To the Old Souls
- Kelsay Parrott

- May 12
- 3 min read
Dear Old Souls,
This is my affectionate name for my antique-loving friends. You know who you are. The ones who reenact history with joy in your eyes, wander antique stores with me for hours, swing dance on a Saturday night, listen to records crackle to life, drive the antique car down the road with no concern for the clock, and somehow make the world feel slower, softer, and more beautiful again.
Thank you for helping me remember that the past is not something to discard, but something to cherish. In a world obsessed with what is new, fast, polished, and temporary, you taught me the beauty of what lasts.
You taught me that old things still have value.
That worn edges do not make something worthless.
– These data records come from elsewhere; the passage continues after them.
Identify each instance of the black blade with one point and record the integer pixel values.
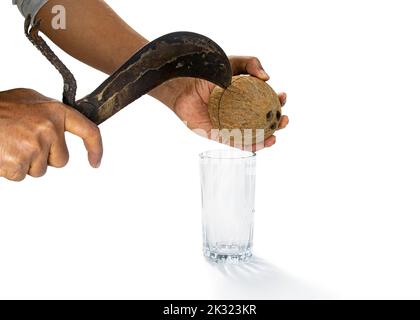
(179, 54)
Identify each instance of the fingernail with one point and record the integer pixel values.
(97, 164)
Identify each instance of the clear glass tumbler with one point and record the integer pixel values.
(228, 196)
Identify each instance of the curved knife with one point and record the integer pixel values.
(179, 54)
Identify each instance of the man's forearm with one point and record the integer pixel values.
(97, 36)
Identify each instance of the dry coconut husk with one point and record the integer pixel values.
(248, 103)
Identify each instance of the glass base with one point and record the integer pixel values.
(228, 253)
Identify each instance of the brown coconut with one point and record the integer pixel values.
(248, 103)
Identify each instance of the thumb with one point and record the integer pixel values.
(82, 127)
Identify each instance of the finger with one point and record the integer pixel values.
(79, 125)
(284, 121)
(16, 172)
(249, 65)
(59, 154)
(283, 98)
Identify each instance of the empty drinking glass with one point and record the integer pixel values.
(228, 194)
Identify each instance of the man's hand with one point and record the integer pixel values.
(32, 134)
(191, 104)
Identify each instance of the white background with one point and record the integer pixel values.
(337, 205)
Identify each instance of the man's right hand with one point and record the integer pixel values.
(32, 130)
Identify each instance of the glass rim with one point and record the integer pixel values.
(227, 154)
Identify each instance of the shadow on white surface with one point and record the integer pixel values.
(259, 279)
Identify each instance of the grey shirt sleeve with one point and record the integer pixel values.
(29, 6)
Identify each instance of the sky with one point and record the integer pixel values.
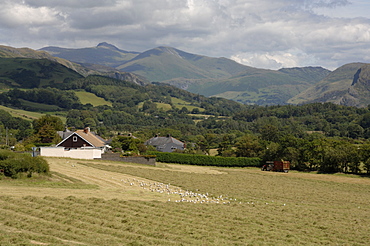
(269, 34)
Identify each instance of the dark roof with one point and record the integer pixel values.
(88, 136)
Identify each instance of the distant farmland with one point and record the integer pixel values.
(109, 203)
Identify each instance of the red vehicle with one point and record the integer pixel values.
(277, 166)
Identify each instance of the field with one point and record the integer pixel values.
(87, 97)
(29, 115)
(109, 203)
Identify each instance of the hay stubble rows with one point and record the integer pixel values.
(107, 203)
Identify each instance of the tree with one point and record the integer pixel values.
(53, 121)
(127, 144)
(248, 146)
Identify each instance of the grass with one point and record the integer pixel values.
(87, 97)
(29, 115)
(179, 103)
(115, 208)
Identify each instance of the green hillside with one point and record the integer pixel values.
(88, 97)
(34, 73)
(262, 86)
(204, 75)
(166, 63)
(103, 54)
(332, 88)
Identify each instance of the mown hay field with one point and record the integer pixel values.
(110, 203)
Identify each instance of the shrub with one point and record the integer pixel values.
(204, 160)
(13, 163)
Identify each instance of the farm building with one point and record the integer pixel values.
(82, 144)
(166, 144)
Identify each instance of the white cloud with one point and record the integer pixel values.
(15, 15)
(260, 33)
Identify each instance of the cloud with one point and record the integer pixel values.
(261, 33)
(19, 15)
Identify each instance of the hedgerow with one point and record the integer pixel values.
(11, 164)
(205, 160)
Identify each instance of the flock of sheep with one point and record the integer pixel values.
(183, 196)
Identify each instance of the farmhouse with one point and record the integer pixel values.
(81, 144)
(166, 144)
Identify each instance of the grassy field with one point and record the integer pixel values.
(87, 97)
(28, 115)
(109, 203)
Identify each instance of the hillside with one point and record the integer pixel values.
(334, 88)
(84, 70)
(165, 63)
(262, 86)
(199, 74)
(103, 54)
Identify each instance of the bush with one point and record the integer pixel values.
(205, 160)
(13, 163)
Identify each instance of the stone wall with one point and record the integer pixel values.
(133, 159)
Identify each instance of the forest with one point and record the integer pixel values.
(315, 137)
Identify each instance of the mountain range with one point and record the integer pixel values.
(204, 75)
(214, 77)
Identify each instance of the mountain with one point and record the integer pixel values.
(204, 75)
(85, 69)
(346, 86)
(262, 86)
(103, 54)
(34, 73)
(166, 63)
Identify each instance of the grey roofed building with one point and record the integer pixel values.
(166, 144)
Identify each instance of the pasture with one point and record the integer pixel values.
(109, 203)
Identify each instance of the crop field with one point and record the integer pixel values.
(87, 202)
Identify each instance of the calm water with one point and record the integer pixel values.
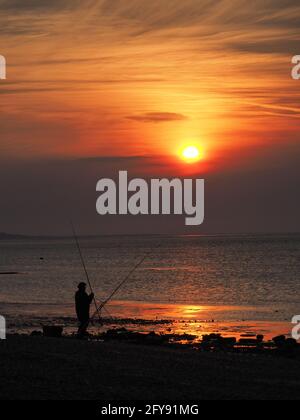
(236, 280)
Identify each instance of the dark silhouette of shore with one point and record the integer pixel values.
(45, 368)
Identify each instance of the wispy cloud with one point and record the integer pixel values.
(158, 117)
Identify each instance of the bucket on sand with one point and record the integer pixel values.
(53, 331)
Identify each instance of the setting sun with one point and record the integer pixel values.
(191, 154)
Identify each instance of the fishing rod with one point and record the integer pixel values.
(103, 304)
(98, 311)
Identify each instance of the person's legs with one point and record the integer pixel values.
(82, 330)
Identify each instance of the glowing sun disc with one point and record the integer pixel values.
(191, 154)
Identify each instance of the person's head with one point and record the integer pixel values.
(82, 287)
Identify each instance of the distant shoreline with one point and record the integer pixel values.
(13, 237)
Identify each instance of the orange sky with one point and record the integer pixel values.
(126, 78)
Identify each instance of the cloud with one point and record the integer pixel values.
(158, 117)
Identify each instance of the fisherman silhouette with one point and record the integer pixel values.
(83, 302)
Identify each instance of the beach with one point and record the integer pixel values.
(38, 368)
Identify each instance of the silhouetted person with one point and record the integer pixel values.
(83, 302)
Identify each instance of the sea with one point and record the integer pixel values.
(232, 284)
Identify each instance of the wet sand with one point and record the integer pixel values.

That scratches, repairs, fading colors, and signs of time are not flaws to hide, but evidence that something survived long enough to have a story worth telling.
And maybe that is why your friendship has meant so much to me.
Because somewhere in the middle of my own hurt and pain, I began to believe that broken things could never truly be beautiful again. I began to see parts of myself as damaged beyond repair. But then I found myself surrounded by people who looked at old things with wonder instead of pity. People who carefully restored what others would throw away. People who understood that age and hardship can deepen beauty instead of destroy it.
Without even realizing it, you reminded me of myself.
You reminded me that survival is not the end of beauty.
If anything, it can become the very thing that gives beauty its depth.
Thank you for helping me rediscover the side of me that had been buried underneath survival. The side that still stops to admire old architecture, handwritten letters, photographs with worn corners, hymns sung generations before us, and melodies that carry history in every note.
You reminded me that memories matter.
That history matters.
That people matter.
There is a story hidden inside every antique, every song, every piece of art, every old photograph, every dance step preserved across generations. They carry echoes of laughter, grief, perseverance, love, war, celebration, and ordinary lives that once filled rooms now long silent. And somehow, being around you has helped me understand my own story differently too.
The struggles of the past did not erase its beauty—they amplified it.
The same way scars do not erase a life’s worth.
The same way survival can create depth instead of diminish it.
The scars are simply like the needle marks on an antique record. Evidence that something has been played, held, treasured, returned to again and again. Proof that there is history there. Proof that something was loved enough to leave a mark. I think that is what you helped teach me most.
That every moment, every memory, every piece of a story is sacred.
Sometimes it just takes the right people to notice.
Thank you for creating spaces where I could breathe again. Places where life felt less performative and more human. Places where conversations lingered long after midnight, where music had soul, where craftsmanship mattered, and where beauty was found in connection instead of perfection.
While we may be living in the wrong decade, as my friends tell me, you have helped draw me back to the side of life where it seemed similar. It may awaken our deeper desire to have a slower life, more beautiful than this chaos we live in. So thank you for holding my old soul with care and connecting me to the past.
Thank you for reminding me that not everything old needs replacing.
Some things deserve preserving.
Some things deserve honoring.
Some things deserve to be loved more deeply because they have endured.
And thank you for helping me believe that maybe people are that way too.